Melt the butter: Preheat the oven to 375°F (190°C). Line 2 baking sheets with parchment paper and set aside. Place the butter in a large microwave-safe mixing bowl (large enough to make the cookie dough). Microwave for 30 seconds, then whisk. The butter might seem like it has not melted but as you start to stir it and break it up with the whisk it will start to melt. Continue heating in 10-second intervals, whisking after each, until the butter is about three-quarters melted. The butter should be warm but not hot, with a few small solid pieces remaining.
1/2 cup (8 tablespoons; 113 g) unsalted butter
Beat the sugars: Add the brown sugar and granulated sugar to the butter. Whisk vigorously for about 1 minute, until the mixture is smooth, glossy, and slightly pale. (You cannot overmix at this step.)

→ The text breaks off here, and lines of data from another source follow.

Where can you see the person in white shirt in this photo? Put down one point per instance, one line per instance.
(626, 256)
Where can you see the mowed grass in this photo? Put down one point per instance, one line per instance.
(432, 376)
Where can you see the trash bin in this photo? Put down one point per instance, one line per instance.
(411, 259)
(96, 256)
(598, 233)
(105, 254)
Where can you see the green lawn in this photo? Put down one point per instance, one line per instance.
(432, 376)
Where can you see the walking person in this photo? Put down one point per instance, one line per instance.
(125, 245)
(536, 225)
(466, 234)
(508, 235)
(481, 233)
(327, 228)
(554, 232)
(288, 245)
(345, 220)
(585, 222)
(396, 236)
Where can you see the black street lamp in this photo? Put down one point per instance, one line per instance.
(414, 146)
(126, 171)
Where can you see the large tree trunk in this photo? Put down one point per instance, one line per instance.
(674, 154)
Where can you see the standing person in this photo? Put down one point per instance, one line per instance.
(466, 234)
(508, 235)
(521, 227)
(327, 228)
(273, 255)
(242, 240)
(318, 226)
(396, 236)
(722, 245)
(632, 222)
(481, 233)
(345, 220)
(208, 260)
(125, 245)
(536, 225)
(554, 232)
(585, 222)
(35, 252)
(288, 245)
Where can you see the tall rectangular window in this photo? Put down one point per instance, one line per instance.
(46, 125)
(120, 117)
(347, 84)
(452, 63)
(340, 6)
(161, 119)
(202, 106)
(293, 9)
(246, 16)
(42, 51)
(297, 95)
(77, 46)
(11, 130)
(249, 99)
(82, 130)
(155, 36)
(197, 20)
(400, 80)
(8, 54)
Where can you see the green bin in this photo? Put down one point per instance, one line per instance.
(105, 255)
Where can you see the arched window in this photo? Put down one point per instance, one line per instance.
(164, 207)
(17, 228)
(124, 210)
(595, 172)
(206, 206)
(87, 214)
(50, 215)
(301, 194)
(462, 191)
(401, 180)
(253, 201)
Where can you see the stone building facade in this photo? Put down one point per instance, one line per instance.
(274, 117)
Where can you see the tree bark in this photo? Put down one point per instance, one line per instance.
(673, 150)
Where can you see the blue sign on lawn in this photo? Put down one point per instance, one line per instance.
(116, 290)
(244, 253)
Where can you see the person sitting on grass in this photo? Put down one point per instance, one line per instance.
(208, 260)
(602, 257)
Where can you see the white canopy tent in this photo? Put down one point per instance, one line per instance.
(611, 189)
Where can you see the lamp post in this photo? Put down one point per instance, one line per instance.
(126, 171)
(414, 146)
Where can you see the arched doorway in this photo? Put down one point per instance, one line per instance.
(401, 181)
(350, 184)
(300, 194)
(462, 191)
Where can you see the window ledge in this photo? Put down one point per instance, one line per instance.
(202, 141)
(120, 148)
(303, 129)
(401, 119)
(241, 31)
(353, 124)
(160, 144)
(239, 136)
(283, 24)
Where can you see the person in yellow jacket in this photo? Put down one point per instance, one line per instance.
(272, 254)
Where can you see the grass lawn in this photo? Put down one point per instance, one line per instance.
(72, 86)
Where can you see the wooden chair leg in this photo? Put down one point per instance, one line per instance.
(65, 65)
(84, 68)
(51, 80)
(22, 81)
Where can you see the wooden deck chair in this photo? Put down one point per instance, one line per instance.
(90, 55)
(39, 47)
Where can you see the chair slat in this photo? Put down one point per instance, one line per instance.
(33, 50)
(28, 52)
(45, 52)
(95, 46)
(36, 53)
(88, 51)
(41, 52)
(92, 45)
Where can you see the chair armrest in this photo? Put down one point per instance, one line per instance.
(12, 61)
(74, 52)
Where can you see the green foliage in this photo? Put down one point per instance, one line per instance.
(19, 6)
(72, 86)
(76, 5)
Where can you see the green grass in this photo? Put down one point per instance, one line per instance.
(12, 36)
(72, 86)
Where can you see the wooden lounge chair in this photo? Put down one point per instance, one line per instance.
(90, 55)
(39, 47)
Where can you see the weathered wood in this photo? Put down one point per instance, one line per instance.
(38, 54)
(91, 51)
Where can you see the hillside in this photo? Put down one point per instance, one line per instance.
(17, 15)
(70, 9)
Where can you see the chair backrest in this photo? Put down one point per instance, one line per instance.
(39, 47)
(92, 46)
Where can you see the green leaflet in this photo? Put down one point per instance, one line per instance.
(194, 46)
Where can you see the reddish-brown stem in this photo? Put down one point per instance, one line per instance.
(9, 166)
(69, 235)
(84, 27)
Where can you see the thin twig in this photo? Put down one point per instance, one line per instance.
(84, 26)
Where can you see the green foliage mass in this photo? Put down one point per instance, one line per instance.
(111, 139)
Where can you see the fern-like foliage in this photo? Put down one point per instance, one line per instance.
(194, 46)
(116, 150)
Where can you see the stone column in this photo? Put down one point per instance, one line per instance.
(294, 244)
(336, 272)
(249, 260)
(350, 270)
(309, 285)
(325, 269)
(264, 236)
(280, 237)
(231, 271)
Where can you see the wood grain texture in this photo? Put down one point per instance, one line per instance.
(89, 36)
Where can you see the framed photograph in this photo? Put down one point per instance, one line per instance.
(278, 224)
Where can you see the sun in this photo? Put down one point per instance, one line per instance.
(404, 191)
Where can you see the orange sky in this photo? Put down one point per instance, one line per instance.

2/3 cup (133 g) brown sugar, , 1/4 cup (50 g) granulated sugar
Add the wet ingredients, salt, and leaveners: Whisk in the egg, vanilla extract, salt, baking powder, and baking soda until fully combined and smooth.
1 large egg,, 1 teaspoon vanilla extract, 1/2 teaspoon fine salt, 1/2 teaspoon baking powder, 1/4 teaspoon baking soda
Fold in the flour and chocolate chips: Add the flour and fold it in with a spatula until about halfway incorporated. You should still see visible streaks of flour. Add the chocolate chips and continue folding just until no dry flour remains. Do not overmix. The dough will be soft and slightly sticky.
1 1/2 cups (195 g) all-purpose flour, 6 ounces semi-sweet chocolate chips,
Portion the dough: Scoop the dough into about 3-tablespoon portions (12 cookies). Quickly roll each portion between your hands just until smooth, then place on the prepared baking sheet, spacing the dough balls 3 inches apart (6 per baking sheet). Gently press a few additional chocolate chips into the top of each dough ball.
Bake and cool: Bake for 8–10 minutes, or until the edges are set and the centers look slightly underbaked. Let the cookies rest on the baking sheet for 5–10 minutes before transferring to a wire rack to cool completely. If using only one baking sheet, allow the baking sheet to cool fully before baking additional batches for even results.